Saturday, May 26, 2012


On this day in 1647, in Hartford, Connecticut, Alse Young becomes the first person to be executed as a witch in the British American colonies. She had a daughter, Alice Young Beamon, who would, herself, be accused of witchcraft in nearby Springfield, Massachusetts, 30 years later. Fortunately, she would not suffer her mother's fate. As was often the case, Alse Young was a woman without a son when the accusation of witchcraft was lodged, which implied that she would be eligible to inherit her husband's estate upon his death. Young's execution took place a full half-century before the far more infamous "witchcraft panic" at Salem, Massachusetts.

On this day in 1805, everybody's favorite world-beater Napoléon Bonaparte assumes the title of "King of Italy" and is crowned with the Iron Crown of Lombardy in Milan's gothic Duomo di Milano cathedral. The crown (see above) is said to have been forged from a nail taken from the True Cross. Personally, I think it's god-awful looking.

On this day in 1908, At Masjed Soleyman in southwest Persia (in modern-day Iran), the first major commercial oil strike in the Middle East is made. The rights to the resource are quickly swept up by the Anglo-Persian Oil Company, which, in 1935, would be re-named the Anglo-Iranian Oil Company, which, in 1954, would be re-named British Petroleum. This nomenclatural erasure of one side of the "partnership" could well serve as a telling short-hand for the long, sad story of the West's petro-political dealings with Iran. Oil and its commercial exploitation are, without a doubt, key linchpins to developing a holistic understanding of the parapolitical 20th century (and beyond).

On this day in 1930, America's Supreme Court rules that purchasing booze does not violate the Constitution. Kindly insert your own anti-marijuana-prohibition comment here.
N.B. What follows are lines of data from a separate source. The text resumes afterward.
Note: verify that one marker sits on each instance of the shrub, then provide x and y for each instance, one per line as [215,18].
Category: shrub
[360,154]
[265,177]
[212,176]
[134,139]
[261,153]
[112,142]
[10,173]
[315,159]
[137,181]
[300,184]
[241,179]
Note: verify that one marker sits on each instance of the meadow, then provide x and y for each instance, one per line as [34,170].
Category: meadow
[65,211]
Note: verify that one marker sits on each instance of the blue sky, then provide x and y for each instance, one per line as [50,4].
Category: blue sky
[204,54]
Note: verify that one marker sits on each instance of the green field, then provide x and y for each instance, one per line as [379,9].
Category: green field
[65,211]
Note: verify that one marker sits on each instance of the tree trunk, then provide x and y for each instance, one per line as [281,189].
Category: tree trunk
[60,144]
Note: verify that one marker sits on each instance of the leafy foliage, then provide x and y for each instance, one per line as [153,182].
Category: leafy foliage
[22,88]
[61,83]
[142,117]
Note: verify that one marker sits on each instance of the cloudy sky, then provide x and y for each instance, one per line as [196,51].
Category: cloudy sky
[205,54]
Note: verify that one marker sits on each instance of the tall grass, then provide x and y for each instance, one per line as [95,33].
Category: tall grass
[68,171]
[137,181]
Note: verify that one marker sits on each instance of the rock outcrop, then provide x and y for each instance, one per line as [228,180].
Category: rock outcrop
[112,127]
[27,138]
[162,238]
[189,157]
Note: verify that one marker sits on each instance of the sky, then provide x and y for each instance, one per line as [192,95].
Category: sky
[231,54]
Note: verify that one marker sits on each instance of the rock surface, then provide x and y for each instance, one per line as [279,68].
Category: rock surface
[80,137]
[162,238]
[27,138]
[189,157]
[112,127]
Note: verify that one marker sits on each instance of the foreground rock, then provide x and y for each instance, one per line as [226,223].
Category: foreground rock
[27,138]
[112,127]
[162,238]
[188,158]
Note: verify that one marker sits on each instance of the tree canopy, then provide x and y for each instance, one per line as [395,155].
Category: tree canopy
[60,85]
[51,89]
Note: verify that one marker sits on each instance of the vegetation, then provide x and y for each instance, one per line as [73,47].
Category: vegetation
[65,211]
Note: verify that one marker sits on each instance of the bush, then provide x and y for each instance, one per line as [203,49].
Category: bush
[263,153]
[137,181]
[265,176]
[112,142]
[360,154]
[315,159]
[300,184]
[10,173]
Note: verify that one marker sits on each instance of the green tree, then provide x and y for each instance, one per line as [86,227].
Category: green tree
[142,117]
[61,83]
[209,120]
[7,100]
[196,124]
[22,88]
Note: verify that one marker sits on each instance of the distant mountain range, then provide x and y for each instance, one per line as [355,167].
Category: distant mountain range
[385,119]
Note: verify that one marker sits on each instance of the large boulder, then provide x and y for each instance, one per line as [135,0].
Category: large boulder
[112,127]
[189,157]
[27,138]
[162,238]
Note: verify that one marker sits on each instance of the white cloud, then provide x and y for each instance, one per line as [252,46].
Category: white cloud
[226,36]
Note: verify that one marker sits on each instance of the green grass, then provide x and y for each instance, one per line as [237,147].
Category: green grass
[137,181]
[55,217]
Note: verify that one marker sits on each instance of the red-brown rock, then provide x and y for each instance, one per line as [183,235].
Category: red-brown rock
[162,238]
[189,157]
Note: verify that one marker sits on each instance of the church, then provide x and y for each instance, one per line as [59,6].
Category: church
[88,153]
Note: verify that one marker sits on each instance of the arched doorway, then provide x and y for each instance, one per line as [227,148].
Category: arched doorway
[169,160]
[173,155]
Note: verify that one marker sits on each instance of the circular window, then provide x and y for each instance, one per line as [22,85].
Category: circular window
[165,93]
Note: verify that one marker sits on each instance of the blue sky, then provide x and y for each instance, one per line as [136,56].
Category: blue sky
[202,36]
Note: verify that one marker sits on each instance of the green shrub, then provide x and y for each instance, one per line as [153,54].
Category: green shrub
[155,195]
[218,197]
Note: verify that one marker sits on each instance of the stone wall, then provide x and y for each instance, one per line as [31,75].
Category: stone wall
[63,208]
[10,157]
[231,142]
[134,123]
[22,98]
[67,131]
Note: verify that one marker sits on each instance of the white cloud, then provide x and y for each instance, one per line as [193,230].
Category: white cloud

On this day in 1938, the House Un-American Activities Committee or HUAAC begins its first session, to investigate alleged disloyalty and subversive activities on the part of private citizens, public employees, and those organizations suspected of having communist or fascist ties. Soon, they were grilling members of the Federal Theater Project over the political ties and activities of the various writers, directors, actors, dancers and artisans who helped put together those shows. The hearings went on for months. Meanwhile, the committee decided against opening investigations into the Ku Klux Klan, because, as committee member John E. Rankin (D-MS) remarked: "the KKK is an old American institution." How right he was.

On this day in 1986, the European Community adopts the European flag (see below).

Exact measurements and element orientation... picky, picky!